Das INSM-Regionalranking 2006

    Kreisfreie Stadt Flensburg

    INSM-Regionalranking - das Stärken-Schwächen-Profil

    Stadt Flensburg

    Zweithöchstes BIP in Schleswig-Holstein, hohe Schulden

    Flensburg belegt mit 44,9 Punkten Platz 335 von insgesamt 435 untersuchten Kreisen und kreisfreien Städten im ersten wissenschaftlichen Regionalranking der Initiative Neue Soziale Marktwirtschaft (INSM). Innerhalb des Landes Schleswig-Holstein belegt Flensburg Platz 15 unter 15 Kreisen und kreisfreien Städten.

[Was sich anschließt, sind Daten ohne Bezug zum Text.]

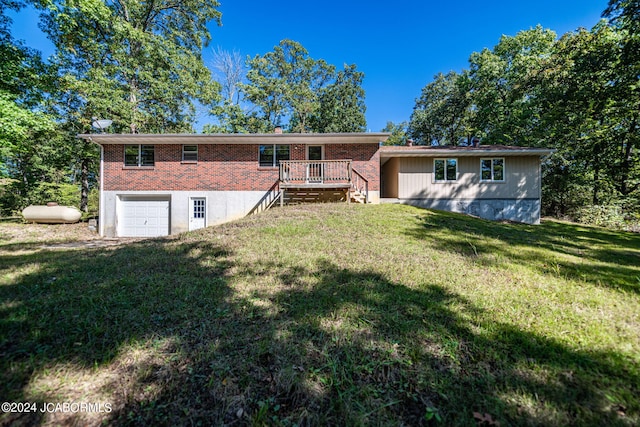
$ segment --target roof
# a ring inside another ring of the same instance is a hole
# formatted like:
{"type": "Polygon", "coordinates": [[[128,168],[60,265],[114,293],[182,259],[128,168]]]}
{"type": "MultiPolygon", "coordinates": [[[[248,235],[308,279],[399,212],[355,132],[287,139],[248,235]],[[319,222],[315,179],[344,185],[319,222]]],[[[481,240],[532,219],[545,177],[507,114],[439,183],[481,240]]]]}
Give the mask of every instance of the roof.
{"type": "Polygon", "coordinates": [[[550,148],[516,147],[513,145],[465,146],[385,146],[380,157],[483,157],[483,156],[548,156],[556,150],[550,148]]]}
{"type": "Polygon", "coordinates": [[[217,133],[217,134],[80,134],[78,138],[105,144],[378,144],[390,133],[217,133]]]}

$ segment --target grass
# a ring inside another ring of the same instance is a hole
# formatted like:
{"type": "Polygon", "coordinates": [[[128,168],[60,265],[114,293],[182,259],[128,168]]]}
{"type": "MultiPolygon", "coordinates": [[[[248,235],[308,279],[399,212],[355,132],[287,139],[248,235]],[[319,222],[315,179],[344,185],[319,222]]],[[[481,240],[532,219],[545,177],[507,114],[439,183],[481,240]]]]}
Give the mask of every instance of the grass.
{"type": "Polygon", "coordinates": [[[638,234],[399,205],[85,250],[0,227],[1,400],[110,409],[0,424],[640,424],[638,234]]]}

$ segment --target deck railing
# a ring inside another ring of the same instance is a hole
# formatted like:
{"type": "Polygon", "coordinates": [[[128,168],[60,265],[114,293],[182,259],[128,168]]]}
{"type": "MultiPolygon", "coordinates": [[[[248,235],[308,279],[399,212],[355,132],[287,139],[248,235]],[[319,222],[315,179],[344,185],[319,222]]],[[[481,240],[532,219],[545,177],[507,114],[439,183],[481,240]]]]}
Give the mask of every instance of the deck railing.
{"type": "Polygon", "coordinates": [[[280,181],[285,184],[349,184],[351,177],[351,160],[280,161],[280,181]]]}

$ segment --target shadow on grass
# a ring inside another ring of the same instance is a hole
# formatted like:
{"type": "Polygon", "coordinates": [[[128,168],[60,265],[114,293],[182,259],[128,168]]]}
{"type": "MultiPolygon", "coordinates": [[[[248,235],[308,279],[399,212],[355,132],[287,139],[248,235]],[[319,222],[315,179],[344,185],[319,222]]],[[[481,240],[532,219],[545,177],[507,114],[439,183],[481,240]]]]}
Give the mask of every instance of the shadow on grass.
{"type": "Polygon", "coordinates": [[[0,393],[32,399],[34,377],[64,364],[125,377],[105,390],[115,425],[470,425],[473,411],[624,425],[620,408],[637,420],[640,378],[622,356],[492,323],[428,279],[240,259],[204,240],[3,257],[3,274],[32,268],[0,287],[0,393]],[[270,285],[234,288],[259,280],[270,285]],[[126,348],[167,342],[166,357],[122,368],[126,348]]]}
{"type": "Polygon", "coordinates": [[[480,257],[480,262],[498,256],[540,272],[640,294],[640,234],[556,221],[498,223],[439,211],[425,211],[421,225],[408,234],[435,242],[440,250],[480,257]]]}

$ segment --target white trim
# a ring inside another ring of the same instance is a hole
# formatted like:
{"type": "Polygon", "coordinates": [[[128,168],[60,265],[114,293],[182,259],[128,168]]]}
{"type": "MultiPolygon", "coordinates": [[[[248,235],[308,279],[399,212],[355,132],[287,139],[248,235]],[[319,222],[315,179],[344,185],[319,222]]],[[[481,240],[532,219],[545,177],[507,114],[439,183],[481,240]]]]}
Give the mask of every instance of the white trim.
{"type": "Polygon", "coordinates": [[[494,182],[494,183],[503,183],[507,180],[507,161],[504,157],[481,157],[480,158],[480,182],[494,182]],[[483,160],[491,160],[491,179],[482,179],[482,161],[483,160]],[[502,160],[502,179],[493,179],[493,161],[494,160],[502,160]]]}
{"type": "Polygon", "coordinates": [[[322,149],[322,153],[320,154],[320,156],[322,157],[320,160],[324,160],[324,144],[307,144],[307,150],[306,150],[306,159],[309,159],[309,148],[310,147],[320,147],[322,149]]]}
{"type": "Polygon", "coordinates": [[[434,184],[444,184],[447,182],[458,182],[458,175],[460,171],[458,171],[458,158],[457,157],[437,157],[433,159],[433,180],[434,184]],[[436,162],[438,160],[444,161],[444,179],[436,179],[436,162]],[[447,161],[455,160],[456,161],[456,178],[455,179],[447,179],[447,161]]]}
{"type": "Polygon", "coordinates": [[[189,196],[189,231],[199,230],[200,228],[206,228],[207,226],[207,216],[209,215],[209,199],[207,196],[189,196]],[[203,226],[198,228],[191,227],[191,219],[193,218],[193,201],[195,199],[204,200],[204,218],[203,218],[203,226]]]}

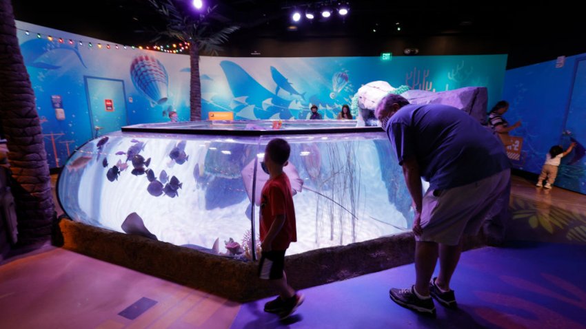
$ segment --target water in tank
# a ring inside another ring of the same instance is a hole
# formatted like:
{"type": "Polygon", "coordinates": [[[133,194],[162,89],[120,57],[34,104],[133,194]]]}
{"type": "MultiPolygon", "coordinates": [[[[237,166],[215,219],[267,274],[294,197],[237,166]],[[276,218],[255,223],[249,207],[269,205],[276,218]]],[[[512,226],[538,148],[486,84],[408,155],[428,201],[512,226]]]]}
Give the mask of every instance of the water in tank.
{"type": "Polygon", "coordinates": [[[384,132],[355,122],[199,122],[139,125],[79,147],[58,197],[87,224],[256,258],[266,144],[291,146],[298,241],[287,255],[410,229],[411,198],[384,132]],[[254,232],[254,234],[252,233],[254,232]],[[255,246],[253,247],[253,246],[255,246]]]}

Die INSM-Studie berücksichtigt zahlreiche ökonomische und strukturelle Indikatoren wie Arbeitseinkommen, Bruttoinlandsprodukt und Ausbildungsplatzdichte. Wo Flensburg punktet - und wo nicht, zeigt folgende Übersicht:

    Stärken

    • Überdurchschnittlich hoch war das Bruttoinlandsprodukt 2004. Es betrug 33.025 Euro je Einwohner (Bundesdurchschnitt 24.805 Euro je Einwohner). Rang 63 auf Bundesebene und das zweithöchste im Land.
    • Punkten konnte Flensburg 2005 auch beim Demografieindex, einem Sammelindikator, der die Altersstruktur der Bevölkerung, zum Beispiel das Zahlenverhältnis zwischen Jung und Alt, heute und in Zunkunft, beschreibt. Dieser lag über dem Bundesdurchschnitt (100 Punkte) bei 112,5 Punkten. Rang 148.
    • Höher als im Bundesdurchschnitt (8,4 Prozent) ist in Flensburg der Anteil der Beschäftigten in schnell wachsenden Branchen. Dieser lag 2005 bei 9,4 Prozent. Für Flensburg bedeutet das Rang 138.
    • Über dem Bundesdurchschnitt liegt in Flensburg das Einkommen am Arbeitsort. 2005 lag die Bruttolohnsumme bei 26.620 Euro je Beschäftigtem (Bundesdurchschnitt 25.822 Euro). Rang 166 bundesweit, Platz 5 im Bundesland.

    Schwächen

    • Im Bundesvergleich recht hoch liegt in Flensburg die kommunale Verschuldung. Mit 2.710 Euro je Einwohner im Jahr 2004 (Bundesdurchschnitt 1.438 Euro Schulden der Gemeinden und Gemeindeverbände je Einwohner) erreicht Flensburg nur Rang 416.
    • Weit hinten lag Flensburg im Jahresdurchschnitt 2006 mit einer Arbeitslosenquote von 16,8 Prozent. Im Bundesdurchschnitt betrug die Quote nur 12,2 Prozent. Rang 339.
    • Mäßig und daher nur mit Rang 371 schneidet Flensburg auch beim Indikator Arbeitsplatzversorgung ab. Nur 53,1 Prozent aller Erwerbspersonen zwischen 15 und 65 Jahren hatten im Jahr 2005 einen Job. Im Bundesdurchschnitt waren es 59,2 Prozent.
    • Ungünstig stellte sich im Jahr 2004 der Saldo aus Gewerbean- und -abmeldungen dar. Er lag bei 2,6 je 1.000 Einwohner (Bundesdurchschnitt 3,3 je 1.000 Einwohner). Das reicht nur für Rang 338.